Sans tenir compte des charges liées au rachat et à la consolidation de Postbank au quatrième trimestre, ou encore aux coûts de restructuration du groupe Sal Oppenheim, le bénéfice imposable de Deutsche Bank monterait à 6,5 milliards d’euros, soit une hausse de 25% sur un an. En intégrant ces diverses charges, le bénéfice avant impôts s’est établi à 4 milliards d’euros en 2010, contre 5,2 milliards en 2009.

«L’année 2010 était pour Deutsche Bank une année de transition et d’investissement dans l’avenir», et le groupe est à présent «préparé au mieux» pour générer davantage de revenus et plus de croissance, a déclaré son patron Josef Ackermann lors d’une conférence de presse à Francfort.

Il a confirmé une fois de plus l’objectif ambitieux du groupe de réaliser un bénéfice avant impôts de 10 milliards d’euros en 2011. «A moins de grosses surprises négatives, nous pensons que nous réussirons à atteindre cet objectif, qui serait le meilleur résultat de Deutsche Bank à ce jour», a-t-il déclaré.

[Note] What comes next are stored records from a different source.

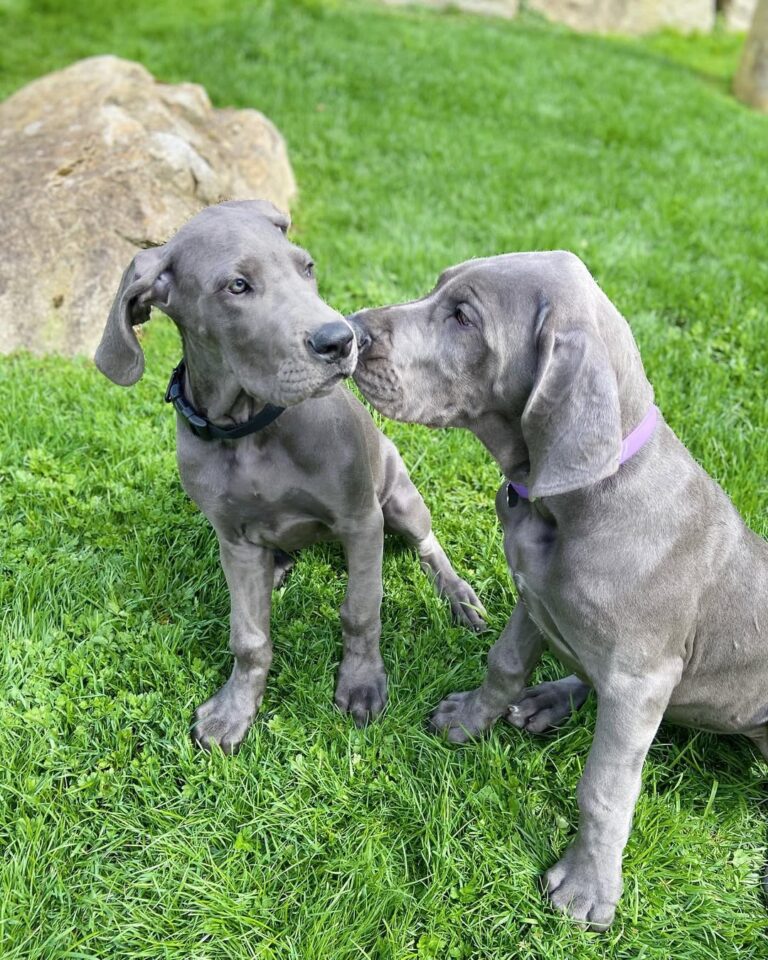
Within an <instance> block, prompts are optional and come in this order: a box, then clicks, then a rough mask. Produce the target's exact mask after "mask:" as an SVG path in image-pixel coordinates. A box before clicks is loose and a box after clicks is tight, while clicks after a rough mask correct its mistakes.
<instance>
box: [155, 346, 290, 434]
mask: <svg viewBox="0 0 768 960" xmlns="http://www.w3.org/2000/svg"><path fill="white" fill-rule="evenodd" d="M185 369H186V364H185V362H184V360H183V358H182V360H181V362H180V363H179V365H178V366H177V367H175V368H174V371H173V373H172V374H171V379H170V380H169V381H168V389H167V390H166V391H165V402H166V403H172V404H173V406H174V408H175V410H176V412H177V413H179V414H180V415H181V416H182V417H184V419H185V420H186V421H187V423H188V424H189V429H190V430H191V431H192V433H194V435H195V436H196V437H199V439H200V440H238V439H239V438H240V437H246V436H248V434H250V433H257V432H258V431H259V430H263V429H264V428H265V427H268V426H269V424H270V423H273V422H274V421H275V420H277V418H278V417H279V416H280V414H281V413H282V412H283V411H284V410H285V407H277V406H275V405H274V404H271V403H268V404H267V405H266V406H265V407H264V409H263V410H260V411H259V412H258V413H257V414H256V416H255V417H251V419H250V420H246V421H245V423H235V424H233V425H232V426H229V427H219V426H218V425H217V424H215V423H211V421H210V420H209V419H208V418H207V417H204V416H203V415H202V414H201V413H199V412H198V411H197V410H196V409H195V408H194V407H193V406H192V404H191V403H189V401H188V400H187V398H186V397H185V396H184V371H185Z"/></svg>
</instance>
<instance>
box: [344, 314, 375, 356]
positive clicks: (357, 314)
mask: <svg viewBox="0 0 768 960" xmlns="http://www.w3.org/2000/svg"><path fill="white" fill-rule="evenodd" d="M346 320H347V323H348V324H349V326H350V327H351V328H352V330H353V331H354V333H355V340H357V356H358V359H361V360H362V359H363V357H364V356H365V352H366V350H367V349H368V348H369V347H370V345H371V344H372V343H373V337H372V336H371V334H370V333H369V332H368V330H367V329H366V327H365V325H364V324H363V323H362V321H361V320H360V319H359V316H358V314H356V313H353V314H351V316H349V317H347V318H346Z"/></svg>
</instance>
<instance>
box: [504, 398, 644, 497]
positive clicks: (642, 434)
mask: <svg viewBox="0 0 768 960" xmlns="http://www.w3.org/2000/svg"><path fill="white" fill-rule="evenodd" d="M658 417H659V408H658V407H657V406H656V404H653V403H652V404H651V406H650V407H649V408H648V413H646V415H645V416H644V417H643V419H642V420H641V421H640V423H638V425H637V426H636V427H635V429H634V430H633V431H632V433H630V434H629V435H628V436H626V437H625V438H624V439H623V440H622V442H621V455H620V456H619V466H621V465H622V463H626V462H627V460H629V459H630V457H634V455H635V454H636V453H637V451H638V450H640V449H641V448H642V447H643V446H645V444H646V443H647V442H648V441H649V440H650V439H651V437H652V436H653V431H654V430H655V429H656V422H657V420H658ZM518 497H522V498H523V500H530V497H529V495H528V487H526V486H525V485H524V484H522V483H515V482H514V480H510V481H509V483H507V503H508V504H509V505H510V507H514V505H515V504H516V503H517V498H518Z"/></svg>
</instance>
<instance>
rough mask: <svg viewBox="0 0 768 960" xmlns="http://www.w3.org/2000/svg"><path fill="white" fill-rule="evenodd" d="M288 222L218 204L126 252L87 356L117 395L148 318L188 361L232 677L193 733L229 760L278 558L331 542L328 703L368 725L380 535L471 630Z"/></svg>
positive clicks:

Le groupe a généré un bénéfice opérationnel de 7,2 milliards d’euros en 2010, dont 6 milliards proviennent de sa division de banque d’investissement qui a ainsi réalisé «la deuxième meilleure performance de son histoire» après son record de 2006, a précisé M. Ackermann. Les rémunérations des 15 900 employés de la division de banque d’affaires ont du reste été augmentées de 4,5% en moyenne en 2010 pour atteindre une moyenne de de 372 765 euros par personne, selon l’agence Bloomberg.

Le patron suisse, dont le mandat prend fin en 2013, a pourtant à coeur de diversifier les sources de revenus du groupe afin de réduire son exposition aux chocs sur les marchés financiers.